A perspectiva indicada pelo autor não se descola de suas experiências e dos compromissos vivenciados, tanto nos países latino-americanos, como nos europeus, africanos e asiáticos. Sua praxis pedagógica, alimentada pelas lutas dos pobres pelos direitos humanos, dos oprimidos e por todos aqueles homens e aquelas mulheres comprometidos com um mundo mais justo e solidário, deu-se no chão das comunidades, das escolas, dos espaços mais equidistantes do mundo, onde poucos chegavam, com mensagens de encorajamento, de força, de apoio para as suas lutas por melhores condições e por dignidade humana, traduzidas em estruturas públicas disponíveis para a valorização e criação de culturas, dos círculos de culturas, capazes de arrebatar os sonhos e esperanças.
Nos ambientes desumanizados, de violências e injustiças, Freire semeou o amor, a esperança e a alvorada de um mundo melhor. A sua prática pedagógica revestia-se do compromisso político, entrelaçada com a dimensão de construção de suas vidas, partilhadas enquanto elemento chave da construção coletiva: “Não há, porém, humanização na opressão, assim como não pode haver desumanização na verdadeira libertação. Mas, por outro lado, a libertação não se dá dentro da consciência dos homens, isolada do mundo, senão na práxis dos homens dentro da história, que, implicando a relação consciência-mundo, envolve a consciência crítica dessa relação” (FREIRE, 2011, 159).
Neste sentido, a educação como tarefa humanizadora e libertadora apoia-se no ato de conhecer como formação da consciência, enquanto a educação como dominação desumanizante baseia-se apenas na transferência de conhecimento, na submissão do estudante, no ato bancário de um objeto que apenas recebe informação sem o concretizar de uma transformação de sua vida, para ser mais, como ato político de sujeitos capazes de transformarem a História. Essa consciência pode ser interpretada, a partir dos escritos de Freire, como uma intencionalidade para com o mundo. Isso pode ser expresso na breve passagem em que afirma estar em reuniões em Genebra, nos preparativos das atividades na Guiné-Bissau, cuja metodologia indicava uma forma não de levar e sim de ouvir, de dialogar: “Como militantes e não como especialistas neutros ou técnicos frios é que aceitamos, como disse antes, o convite do Governo da Guiné-Bissau, e nesta condição é que, em setembro do ano passado, fizemos a nossa primeira visita ao país. Daí que tenhamos deixado Genebra dispostos a ver e a ouvir, a indagar e a discutir, e não carregando conosco, em nossas valises de mão, planos salvadores ou relatórios semielaborados. Em equipe, debatêramos, em Genebra, a melhor maneira de, na Guiné-Bissau, ver e ouvir, indagar e discutir, de que resultaria o programa de nossa contribuição. Programa, portanto, a nascer lá, em diálogo com os nacionais, em torno de sua realidade, de suas necessidades e de nossas possibilidades, e não em Genebra, feito por nós para eles” (FREIRE, 2011, 23).
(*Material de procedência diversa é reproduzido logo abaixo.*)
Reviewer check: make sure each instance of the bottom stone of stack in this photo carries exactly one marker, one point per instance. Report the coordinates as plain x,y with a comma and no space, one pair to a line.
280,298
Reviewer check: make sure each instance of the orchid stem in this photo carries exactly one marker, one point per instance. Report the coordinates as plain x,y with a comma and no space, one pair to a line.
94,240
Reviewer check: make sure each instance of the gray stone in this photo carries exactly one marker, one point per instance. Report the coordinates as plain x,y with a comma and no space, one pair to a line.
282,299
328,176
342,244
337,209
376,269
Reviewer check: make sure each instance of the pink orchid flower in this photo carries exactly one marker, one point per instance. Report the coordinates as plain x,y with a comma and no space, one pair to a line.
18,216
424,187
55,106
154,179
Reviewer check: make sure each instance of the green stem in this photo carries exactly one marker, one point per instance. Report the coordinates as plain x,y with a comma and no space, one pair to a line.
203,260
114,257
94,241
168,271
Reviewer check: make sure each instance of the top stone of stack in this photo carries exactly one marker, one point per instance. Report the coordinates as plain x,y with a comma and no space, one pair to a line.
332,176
Talvez cause estranheza ao leitor sua estada em Genebra. Mas, após ter sido exilado em 1964, Freire passou por países como Bolívia, Chile, Estados Unidos e Suíça, dentre outros. Atuou por muitos anos junto ao Conselho Mundial das Igrejas, assim como noutros países europeus, em missões internacionais, pelos continentes africano e asiático.
Do exílio até seu retorno ao Brasil, após a publicação da lei de anistia aos exilados políticos, no ano de 1979, mediante um acordo possível das forças democráticas e dentre elas, destacou-se a liderança do cardeal católico Dom Paulo Evaristo Arns, da Arquidiocese de São Paulo, que pavimentou o caminho para um acordo pela anistia de todos os exilados brasileiros que viviam fora do país, dentre eles Paulo Freire. O exílio propiciara-lhe aprendizagens dolorosas, como expressou em diversos momentos, mas que foram importantes para si, e das quais os brasileiros puderam usufruir após seu retorno ao país.
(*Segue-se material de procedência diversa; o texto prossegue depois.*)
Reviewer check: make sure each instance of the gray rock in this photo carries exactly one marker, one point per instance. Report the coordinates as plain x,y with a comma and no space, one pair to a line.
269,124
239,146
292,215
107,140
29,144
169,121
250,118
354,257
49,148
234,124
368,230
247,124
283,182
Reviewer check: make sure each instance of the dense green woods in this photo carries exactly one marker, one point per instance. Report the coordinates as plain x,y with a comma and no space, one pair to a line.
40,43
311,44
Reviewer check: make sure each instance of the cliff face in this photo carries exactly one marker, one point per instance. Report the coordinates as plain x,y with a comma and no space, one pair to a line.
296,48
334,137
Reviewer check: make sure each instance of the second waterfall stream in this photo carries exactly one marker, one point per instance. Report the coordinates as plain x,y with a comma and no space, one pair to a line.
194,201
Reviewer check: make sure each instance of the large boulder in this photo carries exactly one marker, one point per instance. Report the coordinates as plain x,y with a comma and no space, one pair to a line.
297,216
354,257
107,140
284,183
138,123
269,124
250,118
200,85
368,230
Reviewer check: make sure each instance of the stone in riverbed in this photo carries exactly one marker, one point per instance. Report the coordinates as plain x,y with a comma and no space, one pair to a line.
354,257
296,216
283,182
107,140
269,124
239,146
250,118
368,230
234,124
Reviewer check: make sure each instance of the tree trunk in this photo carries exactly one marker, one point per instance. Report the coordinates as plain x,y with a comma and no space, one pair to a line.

A maturidade de seu pensamento, o reconhecimento de sua obra no mundo, o recebimento de inúmeros títulos honoríficos, dentre eles o de Doutor Honoris Causa em diversas universidades, como, e.g., a Universidade de Bolonha, na Itália, ampliaram a visibilidade de seu trabalho e de seu compromisso com as populações marginalizadas, aquelas que lutam diuturnamente em busca de seus direitos humanos, dos direitos políticos e dos direitos à vida.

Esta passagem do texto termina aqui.